Some of the carcinogens that firefighters might be exposed to when battling blazes in different types of buildings include:
- PAHs (polycyclic aromatic hydrocarbons such as naphthalene and benzopyrene)
- PCBs (polychlorinated biphenyls)
- Toxic metal compounds such as arsenic, cadmium, and lead
The NIOSH study also found that exposure to asbestos causes higher rates of mesothelioma among firefighters compared to the general population.
Wearing appropriate and well-designed personal protective equipment (RPE and PPE) is vitally important preventive measure for reducing exposure through inhalation and skin contact. Well designed and well-made firekit can offer higher levels of protection; sometimes seemingly small details make a larger than expected difference and our staff at Hunter can show you how the small details in the products we develop and sell can make a big difference for your firefighters.
What about when the firekit becomes contaminated too?

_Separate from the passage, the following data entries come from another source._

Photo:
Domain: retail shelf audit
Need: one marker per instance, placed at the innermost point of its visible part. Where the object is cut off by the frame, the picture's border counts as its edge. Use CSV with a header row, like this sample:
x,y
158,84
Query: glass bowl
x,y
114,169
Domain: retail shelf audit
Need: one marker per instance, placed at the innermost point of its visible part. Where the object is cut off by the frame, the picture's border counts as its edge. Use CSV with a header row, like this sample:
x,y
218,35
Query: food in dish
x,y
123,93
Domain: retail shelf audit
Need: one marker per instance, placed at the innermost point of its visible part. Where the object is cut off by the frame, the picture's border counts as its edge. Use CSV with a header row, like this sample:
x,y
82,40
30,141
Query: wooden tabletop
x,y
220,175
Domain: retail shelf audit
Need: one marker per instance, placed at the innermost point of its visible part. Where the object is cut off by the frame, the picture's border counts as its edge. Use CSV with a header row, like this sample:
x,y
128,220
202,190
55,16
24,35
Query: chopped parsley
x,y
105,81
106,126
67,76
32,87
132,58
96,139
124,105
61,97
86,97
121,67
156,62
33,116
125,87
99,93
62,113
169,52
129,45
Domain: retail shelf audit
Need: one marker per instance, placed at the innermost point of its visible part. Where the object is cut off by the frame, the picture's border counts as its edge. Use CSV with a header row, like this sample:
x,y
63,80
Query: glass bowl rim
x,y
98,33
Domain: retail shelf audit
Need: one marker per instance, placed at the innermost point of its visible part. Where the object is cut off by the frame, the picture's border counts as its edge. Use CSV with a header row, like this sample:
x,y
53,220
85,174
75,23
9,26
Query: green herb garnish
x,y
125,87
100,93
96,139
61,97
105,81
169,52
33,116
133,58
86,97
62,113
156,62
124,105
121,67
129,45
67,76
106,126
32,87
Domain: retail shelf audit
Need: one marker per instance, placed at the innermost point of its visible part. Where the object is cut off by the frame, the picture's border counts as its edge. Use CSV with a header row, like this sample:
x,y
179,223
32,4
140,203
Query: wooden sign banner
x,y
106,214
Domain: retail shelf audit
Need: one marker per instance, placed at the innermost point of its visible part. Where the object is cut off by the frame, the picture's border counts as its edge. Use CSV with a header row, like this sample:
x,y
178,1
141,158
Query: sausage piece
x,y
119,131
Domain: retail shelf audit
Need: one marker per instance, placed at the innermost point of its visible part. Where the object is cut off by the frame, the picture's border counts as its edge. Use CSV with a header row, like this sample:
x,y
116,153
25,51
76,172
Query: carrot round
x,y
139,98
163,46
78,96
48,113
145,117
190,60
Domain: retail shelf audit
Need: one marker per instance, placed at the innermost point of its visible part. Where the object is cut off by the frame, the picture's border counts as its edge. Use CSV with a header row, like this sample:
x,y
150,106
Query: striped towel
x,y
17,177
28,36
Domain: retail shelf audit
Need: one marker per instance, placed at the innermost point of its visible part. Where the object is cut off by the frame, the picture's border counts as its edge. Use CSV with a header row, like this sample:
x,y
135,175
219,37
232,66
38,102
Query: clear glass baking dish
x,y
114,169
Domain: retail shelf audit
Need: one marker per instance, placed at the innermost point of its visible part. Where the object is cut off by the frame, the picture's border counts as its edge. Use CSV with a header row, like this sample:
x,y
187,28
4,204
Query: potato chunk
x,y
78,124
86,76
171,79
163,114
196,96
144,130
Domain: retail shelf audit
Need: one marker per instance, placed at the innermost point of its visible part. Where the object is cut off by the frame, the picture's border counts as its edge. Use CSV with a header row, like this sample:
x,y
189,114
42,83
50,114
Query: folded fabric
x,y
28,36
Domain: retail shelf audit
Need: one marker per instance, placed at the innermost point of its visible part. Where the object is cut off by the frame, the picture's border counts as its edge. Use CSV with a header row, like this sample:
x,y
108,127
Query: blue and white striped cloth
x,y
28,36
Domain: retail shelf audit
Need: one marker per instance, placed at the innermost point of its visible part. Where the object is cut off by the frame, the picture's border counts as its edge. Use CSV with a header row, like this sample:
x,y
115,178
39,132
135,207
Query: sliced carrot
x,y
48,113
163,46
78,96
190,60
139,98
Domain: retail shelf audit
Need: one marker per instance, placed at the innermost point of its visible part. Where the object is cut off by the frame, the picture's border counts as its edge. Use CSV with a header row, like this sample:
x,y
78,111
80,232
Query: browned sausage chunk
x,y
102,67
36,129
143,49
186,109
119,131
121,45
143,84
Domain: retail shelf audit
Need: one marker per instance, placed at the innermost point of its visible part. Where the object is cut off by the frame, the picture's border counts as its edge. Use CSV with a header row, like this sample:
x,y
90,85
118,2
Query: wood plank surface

After repeated use and exposure to toxic compounds, firekit can become a source of exposure itself, which is why it’s so important to properly clean and decontaminate it. The best practices for minimising exposure include:
- Purchase the best possible PPE and importantly only purchase care and maintenance from experienced specialist providers (remember PPE must be cared for and maintained in line with manufacturers guidance – this means trained, certified professionals using the approved methods, raw materials and chemicals).
- Properly wearing PPE and keeping it on through all phases of the fire or rescue incident.
- Removing PPE as soon as safely possible.
- Applying Decon products to the skin or PPE after every exposure at the incident ground.
- Double bagging PPE as soon as possible and changing clothing after removing PPE.
- Sending PPE for routine cleaning if appropriate and for specialist cleaning and full Decon when required (the new BS 8617 provides more detail on this in regards best practice).
- Remember to Decon hard PPE as comprehensively as soft PPE.
Decontaminating Firefighter PPE
A Fema Study showed that infrequent cleaning of PPE allowed toxic compounds to accumulate, potentially exposing PPE users to carcinogens through skin contact or (less likely) inhalation. The National Fire Protection Association (NFPA) and Fire Protection Research Foundation formed a task group to identify the best procedures for cleaning PPE that has been contaminated. The group released an interim report that identifies some of the challenges related to decontaminating fire PPE, namely difficulty identifying and quantifying contaminants and determining the efficacy of decontamination products. Because of the diversity of contaminants found in smoke and building materials, it’s important to use decontamination products and processes that address them all.
D7 and Fire Incident Ground Decontamination
Researchers at Baylor University showed that compared to detergent, D7’s unique formulation is more effective at removing contaminants from firefighting PPE. The study examined 20 chemical contaminants that are frequently found on PPE, including PAHs, organophosphate esters (OPEs), and pesticides.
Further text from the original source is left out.